For too long we have not required proper costing of ecological impact, any more than we have included in the price of our food and beverage the long-term medical costs they impose "downstream" - a term hard to use in the context of mountaintop removal when so many streams no longer pass water "downstream". . .
Perhaps were we honest enough to account for such costs, we would not find ourselves scrambling for the funds to restore what can be restored.
Think of the Superfund sites, a desperate and failed attempt to rectify the damage done by uncontrolled production of chemicals and dumping of the waste byproducts. We should be smart enough to realize that the chemical industry was hardly an isolated problem.
I look at pictures like that accompanying the op ed, with ancient mountains gouged to death. I think of a song by Pete Seeger, written perhaps with a different intent, but still applicable. It starts with a question:
Where have all the flowers gone?
And it ends all except the last verse with another question, identical or each of those verses:
When will they ever learn?
The final verse asks about graveyards, and their disappearing. In the song, the flowers come back to cover the graveyards . . . and the loss of memory implied therein leads to a similarly implied repetition of the cycle.
That will not be true with the mountains, the streams, the trees, the shrubs, the birds.
That last verse rephrases the question that is the refrain throughout the song: When will we ever learn?
When will we?
How many more mountains will be blown apart?
How many more streams will be buried?
How much longer will this destruction of our common natural heritage be allowed to continue unabated, despite the law, so that some can continue to amass wealth at an obscene rate and an even more obscene cost to the rest of us?
Congress is not in session. Thus even those Members and Senators who do regularly read the Post and perhaps do glance at the op ed pages are not likely to see this column.
Force them to read it.
Pass it on to their staff.
If you have their private emails, send it to them.
But there is more you can do. Much more.
Stop wasting electricity. Reducing our wasteful use of electricity will reduce the demand for coal, much of which goes to power production.
Turn off your lights.
Remove tvs and computers from standby.
Unplug cell phone recharters.
Turn up the thermostat for your AC.
Close your refrigerator and freezer doors.

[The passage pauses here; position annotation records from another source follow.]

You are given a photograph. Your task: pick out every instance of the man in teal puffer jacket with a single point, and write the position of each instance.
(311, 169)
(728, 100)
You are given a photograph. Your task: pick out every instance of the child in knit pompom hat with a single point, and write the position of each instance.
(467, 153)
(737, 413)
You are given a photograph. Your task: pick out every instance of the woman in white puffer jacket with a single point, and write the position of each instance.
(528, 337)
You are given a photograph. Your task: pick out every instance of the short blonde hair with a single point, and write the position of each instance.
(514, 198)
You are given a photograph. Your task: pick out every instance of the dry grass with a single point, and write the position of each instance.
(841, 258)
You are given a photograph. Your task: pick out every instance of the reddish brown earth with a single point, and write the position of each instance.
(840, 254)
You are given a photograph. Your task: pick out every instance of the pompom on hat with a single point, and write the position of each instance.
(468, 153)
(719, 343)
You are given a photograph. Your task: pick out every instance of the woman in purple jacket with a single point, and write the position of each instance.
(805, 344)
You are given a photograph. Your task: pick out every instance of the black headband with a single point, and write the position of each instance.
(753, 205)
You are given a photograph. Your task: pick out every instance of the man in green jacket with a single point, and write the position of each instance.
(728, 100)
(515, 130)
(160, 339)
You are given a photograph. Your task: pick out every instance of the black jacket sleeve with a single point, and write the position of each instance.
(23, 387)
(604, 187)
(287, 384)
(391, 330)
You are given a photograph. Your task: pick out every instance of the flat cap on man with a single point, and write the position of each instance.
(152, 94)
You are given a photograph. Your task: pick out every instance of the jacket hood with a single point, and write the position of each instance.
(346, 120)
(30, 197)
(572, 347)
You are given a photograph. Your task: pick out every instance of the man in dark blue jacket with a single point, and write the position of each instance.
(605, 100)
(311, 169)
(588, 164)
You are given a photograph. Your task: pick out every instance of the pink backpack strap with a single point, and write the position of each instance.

All of this will not be enough. We have to persuade others, not just our politicians, but our friends, family and neighbors.
Make sure they also see the RFK Jr. piece.
Make sure they know the real costs of what is happening.
Then, maybe, we can persuade our president that it is not just the hearts of the people in Appalachia that are breaking. it is the heart of Appalachia itself, the mountains and the streams.
Peace?
a suggestion from A Siegel in the thread:
Might I suggest ...
putting a link to Devilstower on this? Such as Mountaintop Day, where he calls on people to call on President Obama to visit MTR sites.